In Massachusetts, car manufacturers spent tens of millions of dollars on ads that said the law would be used by stalkers and hackers if it was passed. Auto manufacturers have been engaged in a three-year lawsuit there to prevent the law from going into effect. Proponents of the law say it is necessary because car manufacturers are moving toward systems where car diagnostics can only be read wirelessly by people who are authorized by the manufacturer to do so; on cars up to now, such data has been accessible through a wired port underneath the car’s steering wheel.
“Maine residents have won the right to control their destiny when it comes to car repairs,” Tommy Hickey, director of the Maine Automotive Right to Repair Coalition, told 404 Media. “There’s a new technology in cars, they’ve become computers on wheels, and with this law owners in Maine will be the gatekeepers of that information.” Hickey also worked on the Massachusetts law in 2020.
Hickey said that after getting crushed in Massachusetts, auto manufacturers didn’t lobby as hard against the Maine law as they did in Massachusetts: “They didn’t spend nearly as much money,” he said. “When you spend $30 million and you lose 75 percent of the vote, I think the writing is on the wall.”
Nathan Proctor, head of consumer rights group USPIRG’s right to repair project, told 404 Media that “right to Repair is incredibly popular because it’s common sense—at least to those who aren’t manufacturers.
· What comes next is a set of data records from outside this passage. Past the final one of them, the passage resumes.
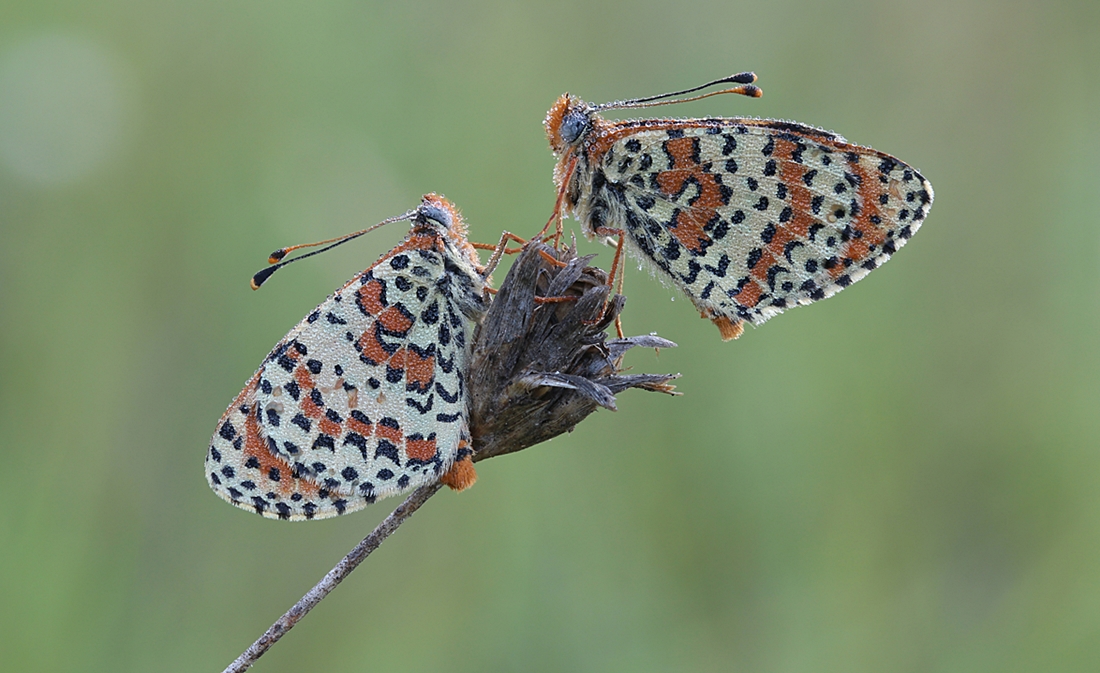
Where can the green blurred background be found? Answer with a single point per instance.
(904, 477)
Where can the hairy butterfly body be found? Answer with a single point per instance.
(366, 396)
(747, 217)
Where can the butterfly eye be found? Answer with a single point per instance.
(573, 125)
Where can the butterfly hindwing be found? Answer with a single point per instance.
(749, 219)
(363, 399)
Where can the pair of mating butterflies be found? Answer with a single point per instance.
(366, 397)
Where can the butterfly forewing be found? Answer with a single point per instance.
(750, 217)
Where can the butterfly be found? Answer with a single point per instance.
(365, 397)
(747, 217)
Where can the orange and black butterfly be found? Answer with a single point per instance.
(748, 217)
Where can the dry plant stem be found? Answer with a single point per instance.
(536, 371)
(334, 576)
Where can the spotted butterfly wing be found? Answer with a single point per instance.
(366, 396)
(746, 217)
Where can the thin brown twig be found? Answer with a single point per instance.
(334, 576)
(536, 371)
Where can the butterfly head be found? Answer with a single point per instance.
(442, 218)
(568, 122)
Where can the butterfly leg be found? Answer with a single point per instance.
(616, 277)
(499, 250)
(556, 217)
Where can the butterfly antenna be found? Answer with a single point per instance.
(276, 257)
(744, 79)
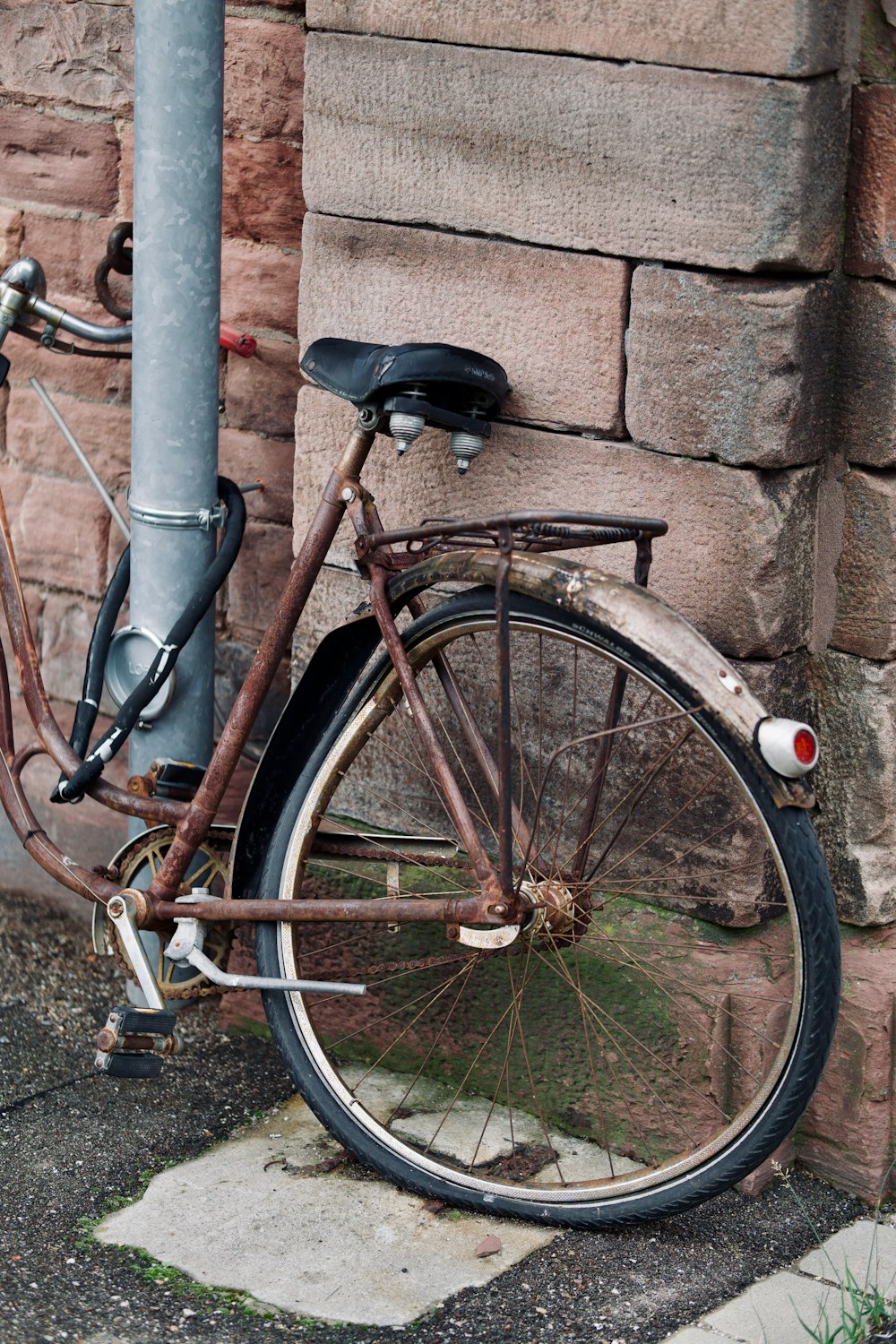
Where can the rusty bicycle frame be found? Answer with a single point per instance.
(498, 902)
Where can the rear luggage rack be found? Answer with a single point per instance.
(530, 530)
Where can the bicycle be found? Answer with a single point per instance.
(540, 918)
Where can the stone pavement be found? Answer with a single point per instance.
(812, 1298)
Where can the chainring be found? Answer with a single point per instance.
(136, 865)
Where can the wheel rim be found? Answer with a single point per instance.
(608, 1050)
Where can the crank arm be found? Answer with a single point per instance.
(121, 910)
(231, 981)
(185, 949)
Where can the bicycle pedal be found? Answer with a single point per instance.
(134, 1042)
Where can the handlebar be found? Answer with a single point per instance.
(77, 325)
(22, 297)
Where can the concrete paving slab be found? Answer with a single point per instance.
(261, 1214)
(34, 1058)
(863, 1254)
(696, 1335)
(777, 1311)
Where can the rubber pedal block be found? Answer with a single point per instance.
(145, 1021)
(121, 1064)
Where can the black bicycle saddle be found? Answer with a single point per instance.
(447, 376)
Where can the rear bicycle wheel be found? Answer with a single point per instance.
(661, 1021)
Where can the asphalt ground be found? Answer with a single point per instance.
(73, 1145)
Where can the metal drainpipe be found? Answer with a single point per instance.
(179, 73)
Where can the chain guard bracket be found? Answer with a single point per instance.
(140, 859)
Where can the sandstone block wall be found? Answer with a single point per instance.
(66, 168)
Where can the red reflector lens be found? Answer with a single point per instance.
(805, 746)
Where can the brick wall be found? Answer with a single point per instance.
(640, 212)
(66, 168)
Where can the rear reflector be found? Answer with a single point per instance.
(788, 746)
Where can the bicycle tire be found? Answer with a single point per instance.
(712, 1062)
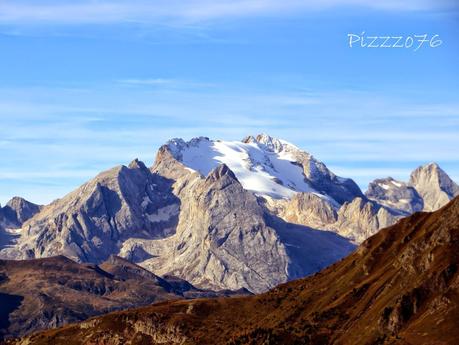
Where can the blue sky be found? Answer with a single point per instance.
(86, 85)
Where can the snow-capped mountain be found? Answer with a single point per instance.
(429, 189)
(222, 215)
(266, 166)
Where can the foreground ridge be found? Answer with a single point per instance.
(400, 286)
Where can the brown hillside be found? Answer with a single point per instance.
(400, 286)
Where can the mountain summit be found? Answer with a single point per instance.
(220, 214)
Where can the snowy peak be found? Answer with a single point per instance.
(395, 194)
(269, 143)
(264, 165)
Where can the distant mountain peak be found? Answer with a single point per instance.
(264, 165)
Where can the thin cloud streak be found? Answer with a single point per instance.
(176, 12)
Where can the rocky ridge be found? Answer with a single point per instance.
(45, 293)
(222, 215)
(400, 287)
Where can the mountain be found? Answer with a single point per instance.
(18, 210)
(265, 165)
(400, 287)
(395, 195)
(44, 293)
(429, 189)
(170, 219)
(434, 185)
(219, 214)
(12, 216)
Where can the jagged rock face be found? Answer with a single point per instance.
(307, 209)
(396, 195)
(88, 224)
(362, 218)
(265, 165)
(16, 212)
(223, 239)
(434, 185)
(246, 224)
(19, 210)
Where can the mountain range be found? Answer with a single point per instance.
(222, 215)
(51, 292)
(401, 286)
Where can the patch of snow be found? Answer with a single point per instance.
(264, 171)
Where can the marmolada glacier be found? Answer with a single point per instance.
(221, 215)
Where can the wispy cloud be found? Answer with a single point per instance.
(179, 11)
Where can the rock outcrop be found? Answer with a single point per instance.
(434, 185)
(396, 195)
(363, 218)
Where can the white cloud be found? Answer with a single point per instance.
(179, 11)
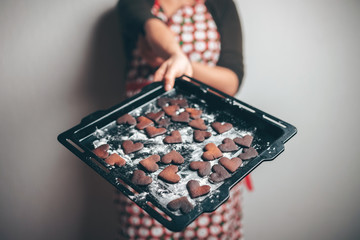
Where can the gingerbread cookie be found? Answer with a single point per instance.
(211, 152)
(228, 145)
(173, 157)
(203, 168)
(200, 136)
(221, 127)
(143, 122)
(149, 163)
(155, 116)
(198, 124)
(139, 178)
(175, 137)
(231, 164)
(115, 159)
(152, 131)
(194, 113)
(171, 110)
(129, 146)
(195, 190)
(181, 203)
(101, 151)
(126, 119)
(248, 153)
(219, 174)
(182, 117)
(164, 122)
(169, 174)
(245, 141)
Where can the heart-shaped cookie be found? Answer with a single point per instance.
(195, 190)
(211, 152)
(115, 159)
(126, 119)
(139, 178)
(228, 145)
(248, 153)
(175, 137)
(219, 173)
(182, 117)
(203, 168)
(171, 110)
(221, 127)
(194, 113)
(169, 174)
(231, 164)
(155, 116)
(173, 157)
(149, 163)
(129, 146)
(143, 122)
(164, 122)
(245, 141)
(101, 151)
(180, 102)
(181, 203)
(152, 131)
(198, 124)
(163, 101)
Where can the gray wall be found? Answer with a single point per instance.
(57, 59)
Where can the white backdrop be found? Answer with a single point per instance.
(302, 65)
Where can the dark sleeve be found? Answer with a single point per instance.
(228, 23)
(132, 16)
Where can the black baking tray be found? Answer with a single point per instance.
(269, 132)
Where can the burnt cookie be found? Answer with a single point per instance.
(228, 145)
(200, 136)
(152, 131)
(203, 168)
(181, 203)
(194, 113)
(198, 124)
(171, 110)
(162, 102)
(101, 151)
(182, 117)
(175, 137)
(231, 164)
(219, 174)
(211, 152)
(164, 122)
(180, 102)
(248, 153)
(129, 146)
(143, 122)
(245, 141)
(115, 159)
(173, 157)
(126, 119)
(149, 163)
(155, 116)
(169, 174)
(139, 178)
(195, 190)
(221, 127)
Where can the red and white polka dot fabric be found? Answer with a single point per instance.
(197, 34)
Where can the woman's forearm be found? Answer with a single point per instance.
(218, 77)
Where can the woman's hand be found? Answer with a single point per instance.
(175, 66)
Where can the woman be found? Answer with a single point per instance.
(164, 40)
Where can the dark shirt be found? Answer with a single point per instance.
(134, 13)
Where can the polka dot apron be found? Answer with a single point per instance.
(199, 39)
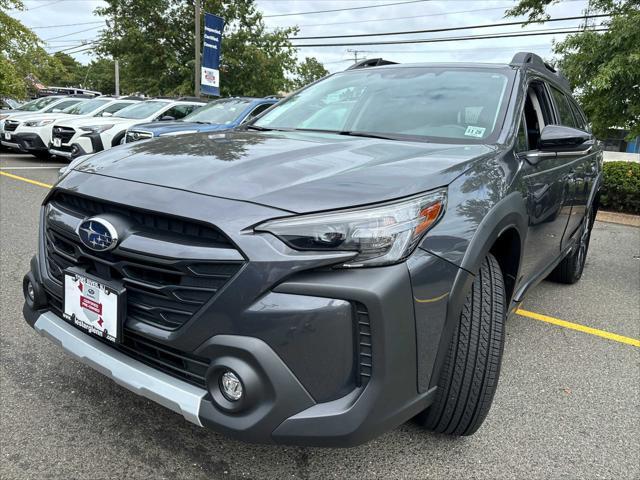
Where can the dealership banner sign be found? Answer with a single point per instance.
(210, 73)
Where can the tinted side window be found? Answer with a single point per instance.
(521, 141)
(564, 108)
(63, 105)
(581, 121)
(113, 108)
(179, 111)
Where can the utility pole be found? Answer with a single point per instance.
(355, 54)
(197, 48)
(117, 67)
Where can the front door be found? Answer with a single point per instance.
(548, 180)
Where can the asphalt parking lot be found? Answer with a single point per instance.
(568, 403)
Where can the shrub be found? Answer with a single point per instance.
(621, 187)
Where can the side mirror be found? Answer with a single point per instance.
(555, 138)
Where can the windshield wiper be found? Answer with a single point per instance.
(351, 133)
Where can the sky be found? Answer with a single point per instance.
(46, 18)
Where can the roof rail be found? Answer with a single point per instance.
(371, 62)
(192, 99)
(528, 59)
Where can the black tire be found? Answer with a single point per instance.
(470, 373)
(570, 269)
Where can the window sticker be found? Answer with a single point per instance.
(477, 132)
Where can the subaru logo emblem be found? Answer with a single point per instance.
(98, 234)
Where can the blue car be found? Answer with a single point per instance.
(223, 114)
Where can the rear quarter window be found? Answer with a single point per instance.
(564, 108)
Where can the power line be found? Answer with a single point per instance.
(450, 39)
(42, 6)
(402, 18)
(67, 25)
(448, 29)
(68, 49)
(72, 33)
(344, 9)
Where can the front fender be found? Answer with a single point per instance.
(481, 205)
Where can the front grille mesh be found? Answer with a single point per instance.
(63, 133)
(157, 223)
(187, 367)
(165, 293)
(364, 350)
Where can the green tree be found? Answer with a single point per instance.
(21, 54)
(70, 73)
(153, 39)
(100, 76)
(603, 68)
(309, 71)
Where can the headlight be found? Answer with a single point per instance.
(38, 123)
(380, 235)
(175, 134)
(97, 128)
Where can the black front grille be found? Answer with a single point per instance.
(189, 368)
(158, 223)
(364, 350)
(11, 125)
(162, 292)
(63, 133)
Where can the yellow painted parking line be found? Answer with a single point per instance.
(580, 328)
(28, 180)
(525, 313)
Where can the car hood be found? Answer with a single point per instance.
(293, 171)
(41, 116)
(158, 128)
(82, 121)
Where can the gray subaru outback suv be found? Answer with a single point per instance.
(344, 263)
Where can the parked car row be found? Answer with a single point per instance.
(73, 126)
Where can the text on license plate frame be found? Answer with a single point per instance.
(94, 305)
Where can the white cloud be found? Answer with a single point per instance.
(427, 15)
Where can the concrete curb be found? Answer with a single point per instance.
(619, 218)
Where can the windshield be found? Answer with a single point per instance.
(11, 102)
(219, 111)
(38, 104)
(404, 103)
(141, 110)
(87, 107)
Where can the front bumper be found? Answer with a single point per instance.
(25, 142)
(317, 371)
(174, 394)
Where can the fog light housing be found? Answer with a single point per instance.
(231, 386)
(31, 292)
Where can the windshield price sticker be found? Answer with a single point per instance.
(477, 132)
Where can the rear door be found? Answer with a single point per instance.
(582, 162)
(548, 180)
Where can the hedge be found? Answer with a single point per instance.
(621, 187)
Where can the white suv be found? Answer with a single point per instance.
(76, 137)
(34, 107)
(32, 133)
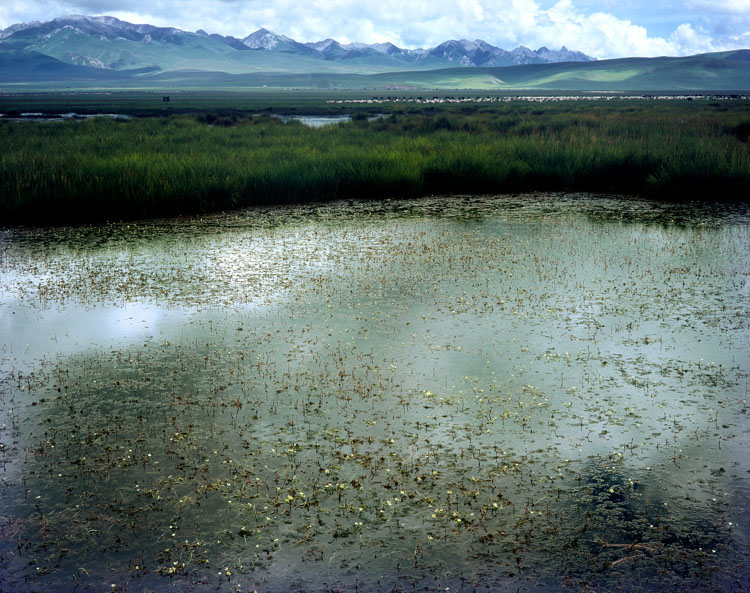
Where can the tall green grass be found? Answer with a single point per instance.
(101, 169)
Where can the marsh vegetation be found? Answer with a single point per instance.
(542, 392)
(102, 170)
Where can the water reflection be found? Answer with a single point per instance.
(535, 392)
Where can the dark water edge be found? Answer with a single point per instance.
(534, 393)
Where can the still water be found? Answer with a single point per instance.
(544, 393)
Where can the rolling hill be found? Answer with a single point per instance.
(103, 52)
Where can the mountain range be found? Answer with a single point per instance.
(109, 43)
(79, 52)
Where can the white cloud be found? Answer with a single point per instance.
(719, 24)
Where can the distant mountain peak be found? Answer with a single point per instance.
(265, 39)
(106, 42)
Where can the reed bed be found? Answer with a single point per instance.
(101, 169)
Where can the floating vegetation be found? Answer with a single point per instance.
(544, 393)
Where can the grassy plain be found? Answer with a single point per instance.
(217, 156)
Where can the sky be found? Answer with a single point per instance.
(600, 28)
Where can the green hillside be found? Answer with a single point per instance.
(717, 72)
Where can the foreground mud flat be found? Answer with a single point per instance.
(546, 392)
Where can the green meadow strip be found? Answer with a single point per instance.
(102, 169)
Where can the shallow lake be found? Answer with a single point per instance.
(535, 393)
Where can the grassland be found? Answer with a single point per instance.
(99, 170)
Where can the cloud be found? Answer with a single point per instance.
(707, 25)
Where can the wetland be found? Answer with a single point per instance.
(539, 392)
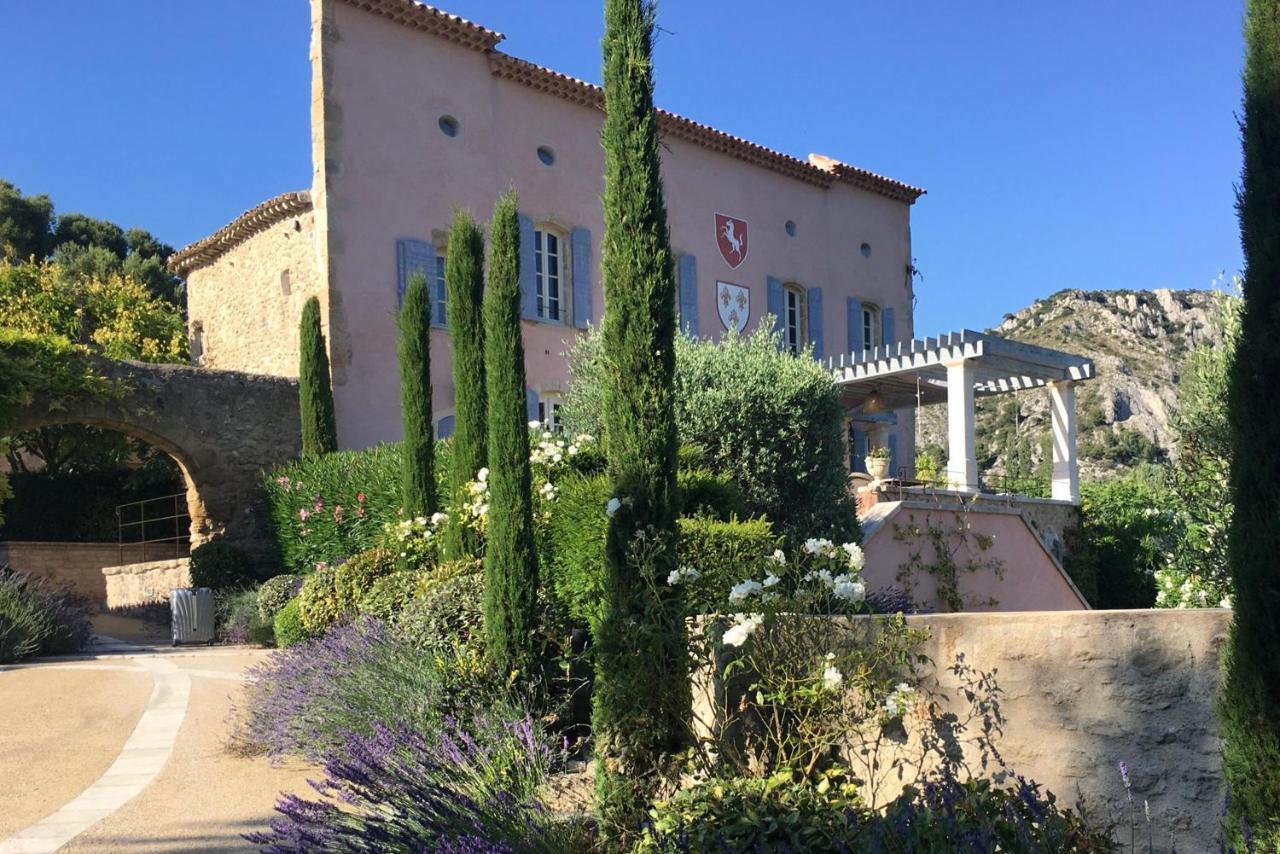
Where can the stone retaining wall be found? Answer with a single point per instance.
(1063, 698)
(77, 565)
(145, 583)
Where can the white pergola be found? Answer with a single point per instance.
(956, 368)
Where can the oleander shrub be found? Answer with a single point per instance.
(327, 508)
(356, 576)
(448, 612)
(319, 603)
(220, 566)
(307, 699)
(275, 593)
(39, 619)
(288, 628)
(389, 594)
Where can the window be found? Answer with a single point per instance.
(871, 327)
(549, 275)
(549, 411)
(439, 314)
(792, 319)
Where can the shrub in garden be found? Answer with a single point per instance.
(319, 603)
(464, 790)
(511, 556)
(275, 593)
(464, 277)
(307, 699)
(389, 594)
(220, 566)
(325, 508)
(355, 578)
(315, 393)
(768, 420)
(417, 453)
(37, 619)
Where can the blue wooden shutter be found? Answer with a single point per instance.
(814, 296)
(531, 403)
(686, 274)
(775, 304)
(414, 256)
(528, 290)
(858, 448)
(855, 325)
(580, 245)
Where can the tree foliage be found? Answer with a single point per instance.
(464, 275)
(1251, 690)
(641, 693)
(417, 488)
(511, 556)
(315, 393)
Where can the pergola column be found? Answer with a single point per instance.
(961, 446)
(1066, 474)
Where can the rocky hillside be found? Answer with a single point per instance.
(1138, 341)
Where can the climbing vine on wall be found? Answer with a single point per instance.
(947, 552)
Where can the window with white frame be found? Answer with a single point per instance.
(792, 319)
(871, 327)
(549, 411)
(551, 282)
(439, 309)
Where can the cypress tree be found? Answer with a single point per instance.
(417, 475)
(641, 689)
(464, 275)
(511, 560)
(315, 393)
(1249, 708)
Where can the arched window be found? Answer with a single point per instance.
(794, 320)
(551, 274)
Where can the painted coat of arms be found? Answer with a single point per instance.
(734, 304)
(731, 240)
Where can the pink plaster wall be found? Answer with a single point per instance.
(1032, 579)
(389, 173)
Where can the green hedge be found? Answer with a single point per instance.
(723, 549)
(330, 507)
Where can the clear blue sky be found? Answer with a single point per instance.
(1086, 145)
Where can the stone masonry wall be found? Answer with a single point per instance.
(1061, 698)
(77, 565)
(145, 583)
(243, 307)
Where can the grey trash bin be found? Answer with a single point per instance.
(192, 615)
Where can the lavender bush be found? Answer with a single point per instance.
(467, 790)
(309, 699)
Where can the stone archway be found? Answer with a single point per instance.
(223, 429)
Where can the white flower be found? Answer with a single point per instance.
(849, 590)
(743, 629)
(744, 589)
(682, 574)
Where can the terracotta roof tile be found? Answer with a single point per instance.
(240, 229)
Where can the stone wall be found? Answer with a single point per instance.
(1063, 698)
(145, 583)
(243, 307)
(76, 565)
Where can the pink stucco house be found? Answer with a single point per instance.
(415, 112)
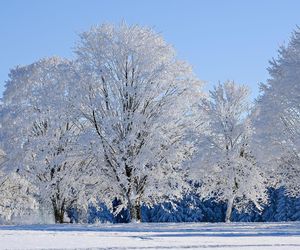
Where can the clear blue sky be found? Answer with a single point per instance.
(221, 39)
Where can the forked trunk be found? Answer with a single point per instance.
(229, 209)
(59, 213)
(135, 212)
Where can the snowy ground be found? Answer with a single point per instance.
(247, 236)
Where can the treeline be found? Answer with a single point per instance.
(125, 127)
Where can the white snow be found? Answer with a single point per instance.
(223, 236)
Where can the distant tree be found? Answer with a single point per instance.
(40, 133)
(224, 164)
(278, 120)
(137, 98)
(16, 193)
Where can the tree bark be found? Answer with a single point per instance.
(229, 209)
(58, 213)
(135, 212)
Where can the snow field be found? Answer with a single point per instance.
(153, 236)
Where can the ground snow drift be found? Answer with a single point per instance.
(153, 236)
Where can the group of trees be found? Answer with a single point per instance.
(126, 124)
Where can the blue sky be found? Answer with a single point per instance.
(221, 39)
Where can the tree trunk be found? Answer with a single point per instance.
(135, 212)
(58, 213)
(229, 209)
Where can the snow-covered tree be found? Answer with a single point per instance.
(278, 120)
(16, 193)
(224, 164)
(137, 97)
(41, 133)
Society works best when we are empowered to fix our stuff.”
The Maine law is a big deal not just for people in Maine. In the past, when states have passed legislation like this, manufacturers have functionally had to make this data available in other states. An earlier law passed in Massachusetts became de-facto national legislation after manufacturers signed a “Memorandum of Understanding” in which they agreed to comply with the law throughout the country rather than face slightly varying laws in every state.
The CAR Coalition, which is pushing right to repair legislation throughout the country, told 404 Media that “Maine voters’ overwhelming show of support for Question 4 adds momentum to the growing national push for right to repair protections. The CAR Coalition will continue this important fight at the federal level with bipartisan bills like the SMART and REPAIR Acts to ensure every American—no matter where they live—has the right to repair the car they own.”